The distributions of observed H_p values and the Z transformations of H_p, ZH_p, are plotted in Fig. 2a for the three comparisons. Owing to the complex and partly unknown demography of these populations, it is difficult to define a strict threshold that distinguishes true sweeps from regions of homozygosity caused by drift. We propose that the best way to evaluate the many putative sweeps is to cross-reference these results with others such as verification of the sweep in additional chicken populations and data on co-localization with major quantitative trait loci (QTLs) and differentially expressed genes. We focus our description of putative sweeps on those reaching a ZH_p score of -6 or less, as these are in the extreme lower end of the distribution (Fig. 2a).

Figure 2: **Selective-sweep analysis of the chicken genome.**

Only ∼0.1% of the windows (n = 58) had a ZH_p score of less than or equal to -6 in the all-domestic comparison, and the corresponding fractions were ∼0.05% for the broilers and ∼0.01% for the layers (Fig. 2c and Supplementary Table 3). We used the yellow skin allele of BCDO2 locus as a proof of principle showing that this approach could reveal an established sweep⁴; all domestic birds in this study were assumed to be homozygous for the yellow skin allele. We observed an H_p value of 0.09 (ZH_p = -8.2) over BCDO2 (Fig. 2b), and the region perfectly overlapped the previously defined sweep⁴. The region did not show complete fixation, as a few domestic birds carried a wild-type haplotype.

The number of putative sweeps reaching the ZH_p-score threshold of -6 was highest for the all-domestic comparison: 58 windows representing 21 loci passed this threshold. Further genetic and functional studies of these loci are well justified because many of them, as well as some that did not reach the significance threshold, may have contributed significantly to chicken domestication. Three putative sweeps had ZH_p scores that were more extreme (that is, lower) than that of yellow skin/BCDO2. One was located on chromosome 1 in a non-coding region upstream of SEMA3A, which encodes semaphorin 3A, an axon guidance molecule with an essential role in brain development⁹. The second occurred in a non-coding region 160 kb upstream of the gene for V-set and transmembrane-domain-containing protein 2A (VSTM2A), which is a predicted target-SNARE gene on chromosome 2, and the third occurred at the locus encoding thyroid stimulating hormone receptor (TSHR) on chromosome 5. We decided to further evaluate TSHR because it had the lowest ZH_p score (-9.2) and because of the well-established biological significance of TSHR signalling for metabolic regulation and reproduction^10,11,12,13. The sweep region showed almost complete fixation over a 40-kb region (Fig. 3). The TSHR region also approached significance for the individual broiler and layer comparisons, with ZH_p scores of 4.7 and 4.9, respectively. Both groups showed complete homozygosity at the TSHR locus but failed to reach the threshold of -6 because the sweep regions did not cover a full 40-kb window. In the all-domestic comparison, the consistent sweep signal from all eight populations resulted in an extremely low ZH_p score even though the region of complete homozygosity across all populations did not cover an entire 40-kb window.

Figure 3: **Details of** ***TSHR*** **mutation and sweep region.**

We decided to screen eight SNPs from the TSHR region using 271 birds representing 36 populations with geographic origins ranging from Iceland to China (Supplementary Table 4). Every domestic chicken tested, representing commercial as well as local populations, carried at least one copy of the sweep haplotype; seven birds were heterozygous for the haplotype and 264 were homozygous. This is remarkable given the extensive genetic diversity present in the domestic chicken for most parts of the genome. Thus, TSHR may be a domestication locus in chicken, that is, a locus where essentially all individuals of a domesticated species carry a mutant allele. We observed the sweep haplotype at an intermediate frequency in red jungle fowl representing zoo populations (Supplementary Table 4), and believe that the most likely explanation for this is that many zoo populations have a history of some hybridization with domestic chicken.

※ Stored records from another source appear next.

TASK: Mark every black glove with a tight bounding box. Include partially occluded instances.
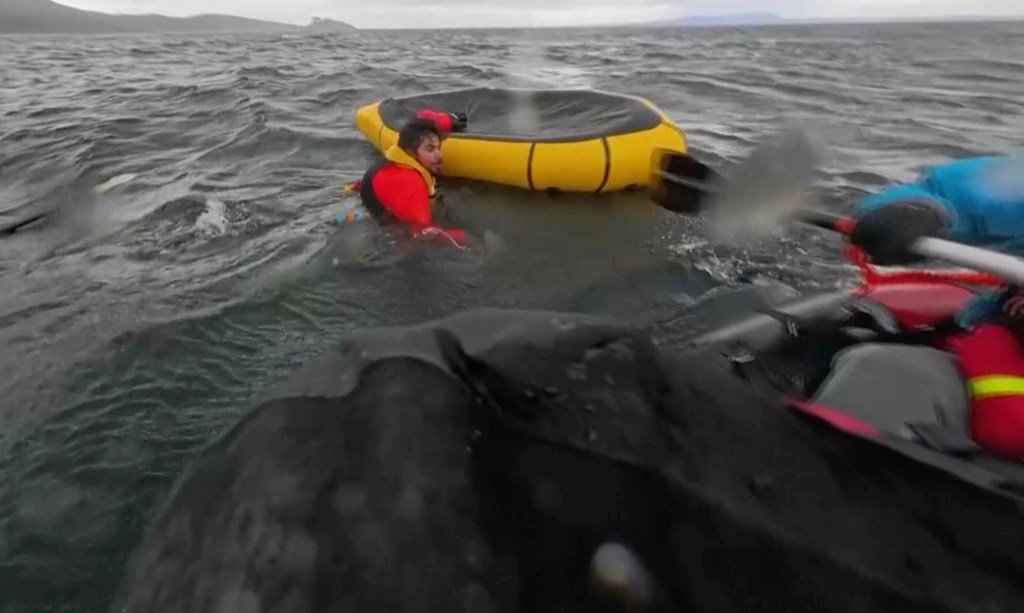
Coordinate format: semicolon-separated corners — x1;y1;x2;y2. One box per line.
850;201;949;266
449;113;469;132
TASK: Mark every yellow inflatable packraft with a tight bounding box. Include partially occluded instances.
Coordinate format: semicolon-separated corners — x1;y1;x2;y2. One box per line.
355;88;686;193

We next searched for candidate mutations that may have been the target for the TSHR sweep and identified a non-conservative amino-acid substitution, namely glycine to arginine at residue 558 (Fig. 3c). This residue is located at the border between transmembrane region 4 and the following extracellular loop (Fig. 3d). Glycine at this position is conserved among all known vertebrate TSHR sequences and it is almost completely conserved among other members of this family of glycoprotein-hormone receptors (see the Glycoprotein-hormone Receptors Information System; http://gris.ulb.ac.be/). A bioinformatic analysis using DASher¹⁴ indicated that the glycine-to-arginine substitution pushes this residue outwards from the membrane and may therefore influence ligand interaction. Thus, this missense mutation is a candidate causal mutation for the TSHR sweep. Currently, we cannot formally exclude the possibility that the identified missense substitution is a slightly deleterious mutation that has hitch-hiked on a linked causative mutation. However, careful examination, including Sanger-based resequencing of the 40-kb sweep region to close any sequence gaps, did not reveal any strong suspects (GenBank accession numbers GU323554–GU323556).

A possibility is that the domestic TSHR allele confers an advantage as regards increased metabolic activity and growth. However, this is unlikely, because the TSHR locus does not coincide with any of the 13 growth loci detected in our previous QTL study of an intercross between White Leghorn and red jungle fowl¹⁵, where the two TSHR alleles are segregating. It is now well established that TSHR signalling between the pars tuberalis, of the pituitary gland, and ependymal cells in the hypothalamus regulates photoperiod control of reproduction in birds and mammals^11,12,13. The TSHR sweep may therefore be related to a classical feature of domestic animals, namely the absence of the strict regulation of seasonal reproduction found in natural populations¹⁶. We plan to follow up the discovery of the TSHR sweep with functional receptor studies as well as careful phenotypic characterization of our White Leghorn/red jungle fowl intercrosses.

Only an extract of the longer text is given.